Central bankers around the world, led by the US Federal Reserve, liquified what were parched capital markets. To use another analogy, global capital markets froze and they applied the blowtorch. Like it's never been applied before.
And it worked. Too well perhaps. Never have memories been so short. And so now our capital markets participants are back at trying to make money again.
And yet...we have signs of continued contraction directly in front of us, aided and abetted by political witch hunts aimed at providers of liquidity (those would be banks). Europe's economy, hardly a picture of health, beset by fiscal disasters in Greece, Portugal, Spain, Ireland and even the UK, faces a pending currency crisis. Europe's so unlucky, first Iceland's banks collapsed and needed an English rescue, and now its volcanoes are firing back. Our own economy, struggling with historically high unemployment levels, faces unprecedented tax increases. And eventually our Fed will have to take away the blowtorch.
All of this is simply to say, be very careful. Markets and economies struggle and contract due to multiple factors - it's never one thing. But you have before you the recipe for a reenactment or continuation of that which we experienced in 2008 and early 2009.

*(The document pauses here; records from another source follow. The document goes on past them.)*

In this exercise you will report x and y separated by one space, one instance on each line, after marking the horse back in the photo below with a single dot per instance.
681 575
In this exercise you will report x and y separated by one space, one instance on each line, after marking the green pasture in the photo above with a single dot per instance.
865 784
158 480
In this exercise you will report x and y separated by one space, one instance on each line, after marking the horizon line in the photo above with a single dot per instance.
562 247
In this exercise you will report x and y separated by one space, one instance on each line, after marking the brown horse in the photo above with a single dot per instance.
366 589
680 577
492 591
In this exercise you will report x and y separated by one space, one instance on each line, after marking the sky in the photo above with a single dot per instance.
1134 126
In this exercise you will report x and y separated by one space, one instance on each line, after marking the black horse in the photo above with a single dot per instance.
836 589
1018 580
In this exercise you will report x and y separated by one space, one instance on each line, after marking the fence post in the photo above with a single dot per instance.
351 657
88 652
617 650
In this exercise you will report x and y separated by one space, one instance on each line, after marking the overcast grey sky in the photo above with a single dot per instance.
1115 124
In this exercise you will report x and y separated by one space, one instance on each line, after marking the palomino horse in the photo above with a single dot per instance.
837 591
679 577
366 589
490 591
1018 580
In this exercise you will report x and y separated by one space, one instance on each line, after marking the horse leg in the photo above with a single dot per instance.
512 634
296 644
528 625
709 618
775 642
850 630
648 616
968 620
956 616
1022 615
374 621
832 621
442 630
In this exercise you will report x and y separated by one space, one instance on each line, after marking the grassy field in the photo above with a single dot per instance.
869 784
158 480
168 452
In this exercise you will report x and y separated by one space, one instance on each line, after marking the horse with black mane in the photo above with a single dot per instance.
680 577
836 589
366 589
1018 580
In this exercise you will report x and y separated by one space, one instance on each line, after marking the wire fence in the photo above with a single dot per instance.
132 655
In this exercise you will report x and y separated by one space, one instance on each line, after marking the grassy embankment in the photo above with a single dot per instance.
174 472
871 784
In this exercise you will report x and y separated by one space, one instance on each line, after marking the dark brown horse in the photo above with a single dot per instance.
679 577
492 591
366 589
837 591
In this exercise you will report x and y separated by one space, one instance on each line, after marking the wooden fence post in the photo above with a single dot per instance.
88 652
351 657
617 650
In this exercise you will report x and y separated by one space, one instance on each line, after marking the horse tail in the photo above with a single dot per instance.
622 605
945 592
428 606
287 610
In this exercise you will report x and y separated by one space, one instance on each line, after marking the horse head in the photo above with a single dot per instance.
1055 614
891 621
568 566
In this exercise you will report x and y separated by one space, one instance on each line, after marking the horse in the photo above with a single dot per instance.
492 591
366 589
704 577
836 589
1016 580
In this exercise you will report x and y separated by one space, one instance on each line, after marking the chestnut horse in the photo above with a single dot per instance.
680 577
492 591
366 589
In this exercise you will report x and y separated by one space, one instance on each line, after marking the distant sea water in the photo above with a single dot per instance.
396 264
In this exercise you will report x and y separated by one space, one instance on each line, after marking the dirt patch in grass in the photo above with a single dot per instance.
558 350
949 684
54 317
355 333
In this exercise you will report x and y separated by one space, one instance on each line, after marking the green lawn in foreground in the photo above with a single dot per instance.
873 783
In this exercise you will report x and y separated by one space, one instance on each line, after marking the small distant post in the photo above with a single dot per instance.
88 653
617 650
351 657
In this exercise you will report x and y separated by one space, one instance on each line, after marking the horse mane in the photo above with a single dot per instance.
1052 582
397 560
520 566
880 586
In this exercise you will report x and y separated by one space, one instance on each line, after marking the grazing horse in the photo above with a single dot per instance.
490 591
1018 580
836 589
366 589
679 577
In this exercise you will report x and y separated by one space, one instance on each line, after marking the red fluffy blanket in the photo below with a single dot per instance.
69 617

Small company owners are pessimistic about the economy, because revenue still is lagging, even while large companies are seeing the top line start to grow. Is that because there is a lag for smaller business? Or, could it be that very large companies respond well to liquidity infusions and easy credit? If the former better explains the situation then we're OK, but if the latter is the better explanation then we're in trouble. Once the Fed tries to tighten credit the full effect of the crazy tax increases will be felt. Ongoing unemployment, maybe getting worse even, and economic stagnation will be the result.
What is crazy is leaving those who created the mess in charge of the clean up.

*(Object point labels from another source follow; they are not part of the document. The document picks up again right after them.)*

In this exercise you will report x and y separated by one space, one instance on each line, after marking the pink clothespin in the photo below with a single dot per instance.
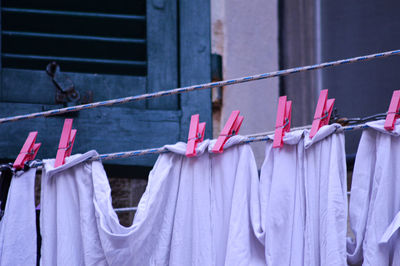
392 114
322 113
283 118
28 151
196 135
66 142
231 128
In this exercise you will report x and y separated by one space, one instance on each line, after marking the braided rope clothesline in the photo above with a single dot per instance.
198 87
250 138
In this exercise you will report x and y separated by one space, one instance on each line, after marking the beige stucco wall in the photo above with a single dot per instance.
245 33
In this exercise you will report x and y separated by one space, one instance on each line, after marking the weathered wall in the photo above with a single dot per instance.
245 33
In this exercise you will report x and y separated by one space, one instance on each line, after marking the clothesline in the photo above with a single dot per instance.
264 136
199 87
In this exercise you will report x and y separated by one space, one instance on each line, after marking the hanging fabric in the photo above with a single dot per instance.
5 181
18 226
195 211
303 200
375 198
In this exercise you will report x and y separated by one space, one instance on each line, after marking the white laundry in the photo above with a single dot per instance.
18 226
375 198
303 200
195 211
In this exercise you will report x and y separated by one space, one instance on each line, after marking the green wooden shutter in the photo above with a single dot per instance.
109 49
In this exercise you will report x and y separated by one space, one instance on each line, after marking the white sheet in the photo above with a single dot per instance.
375 198
195 211
303 200
18 226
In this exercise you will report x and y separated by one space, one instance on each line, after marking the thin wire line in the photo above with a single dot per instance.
198 87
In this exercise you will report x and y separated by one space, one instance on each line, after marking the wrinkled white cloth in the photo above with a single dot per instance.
303 200
375 198
195 211
18 227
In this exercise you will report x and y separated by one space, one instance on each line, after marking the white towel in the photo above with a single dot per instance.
303 200
375 198
195 211
18 226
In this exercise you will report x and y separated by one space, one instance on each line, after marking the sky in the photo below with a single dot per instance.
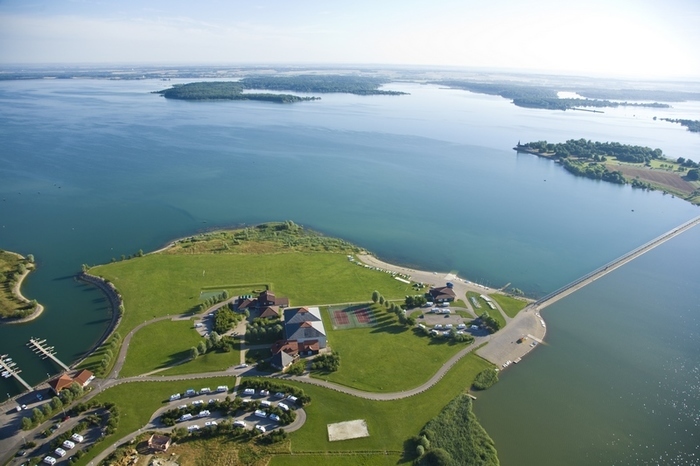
631 38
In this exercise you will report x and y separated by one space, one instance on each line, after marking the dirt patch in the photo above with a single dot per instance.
347 430
659 177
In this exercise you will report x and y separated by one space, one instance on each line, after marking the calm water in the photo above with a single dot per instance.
91 170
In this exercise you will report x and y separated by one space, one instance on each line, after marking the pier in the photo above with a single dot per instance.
11 368
39 347
610 266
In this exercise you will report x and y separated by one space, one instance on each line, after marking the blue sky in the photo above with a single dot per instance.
638 38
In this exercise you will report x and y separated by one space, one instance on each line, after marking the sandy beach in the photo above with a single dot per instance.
510 343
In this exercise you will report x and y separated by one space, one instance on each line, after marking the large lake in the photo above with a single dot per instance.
93 170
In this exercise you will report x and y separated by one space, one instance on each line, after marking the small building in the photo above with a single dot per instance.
58 384
159 442
264 300
83 378
270 312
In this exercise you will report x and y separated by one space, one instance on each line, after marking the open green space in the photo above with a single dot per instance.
360 459
165 343
511 306
386 357
138 401
485 308
390 423
12 267
158 345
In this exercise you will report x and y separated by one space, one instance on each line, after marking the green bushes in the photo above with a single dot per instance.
455 438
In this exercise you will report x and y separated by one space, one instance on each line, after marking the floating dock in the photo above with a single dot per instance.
39 347
11 367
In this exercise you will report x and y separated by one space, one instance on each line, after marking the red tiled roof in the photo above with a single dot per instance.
60 383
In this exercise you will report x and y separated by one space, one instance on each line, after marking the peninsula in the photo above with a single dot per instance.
641 167
208 90
533 96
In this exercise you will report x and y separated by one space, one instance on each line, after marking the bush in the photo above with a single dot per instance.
485 379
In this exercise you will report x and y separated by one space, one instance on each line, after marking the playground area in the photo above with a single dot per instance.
351 316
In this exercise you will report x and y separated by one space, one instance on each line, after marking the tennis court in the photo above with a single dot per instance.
351 316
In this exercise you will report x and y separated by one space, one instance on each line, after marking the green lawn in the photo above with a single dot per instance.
485 308
388 357
390 423
163 284
511 306
138 401
379 459
158 345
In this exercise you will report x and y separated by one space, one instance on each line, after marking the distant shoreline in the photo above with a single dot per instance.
16 291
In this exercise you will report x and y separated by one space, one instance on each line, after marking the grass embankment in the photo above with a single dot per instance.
390 423
379 459
387 357
225 451
12 267
457 439
495 313
290 263
511 306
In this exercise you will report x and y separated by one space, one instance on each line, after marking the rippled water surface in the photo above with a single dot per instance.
93 170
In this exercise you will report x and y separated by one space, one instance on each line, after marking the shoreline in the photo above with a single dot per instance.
17 292
509 344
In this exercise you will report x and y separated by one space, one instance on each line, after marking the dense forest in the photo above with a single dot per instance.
639 94
224 91
692 125
597 151
359 85
585 158
538 96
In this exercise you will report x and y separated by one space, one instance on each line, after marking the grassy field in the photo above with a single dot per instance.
485 308
138 401
165 343
388 357
511 306
380 459
159 345
390 423
225 451
10 265
163 284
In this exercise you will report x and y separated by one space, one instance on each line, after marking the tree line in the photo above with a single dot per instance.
358 85
538 96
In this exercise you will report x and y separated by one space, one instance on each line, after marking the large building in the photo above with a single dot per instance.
304 335
443 294
304 325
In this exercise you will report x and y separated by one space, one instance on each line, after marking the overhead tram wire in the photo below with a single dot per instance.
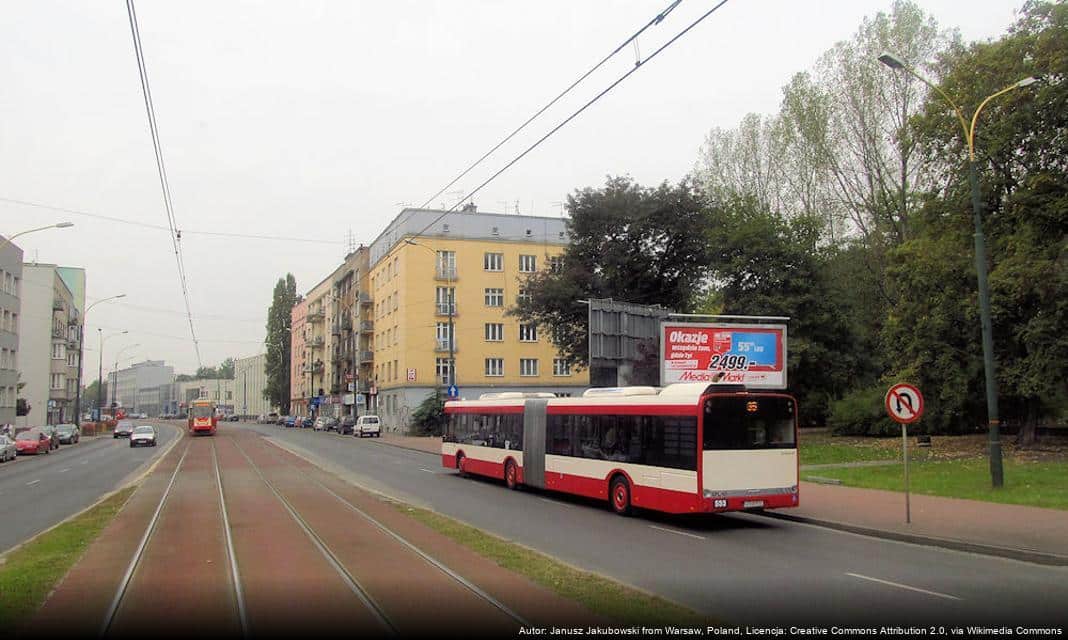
165 183
656 20
637 66
226 234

Or am I the only person who thinks re-inflating the bubble is a dumb idea?
The people we should fire are Benanke and Geithner. Talk about perpetrating a fraud on the American people. If it wasn't for sovereign immunity all of these people would be indicted for perpetrating a Ponzi scheme called the Social Security Administration. The only way we can keep having these bubbles is if those idiots miss inflation. I don't think they could recognize a bubble if it bit them.
If the economy was a house of cards in 2007 & 2008 what do we think it is now?
Deflation is still our greatest threat, but kindly motivated excessive government intervention is our clear and present danger.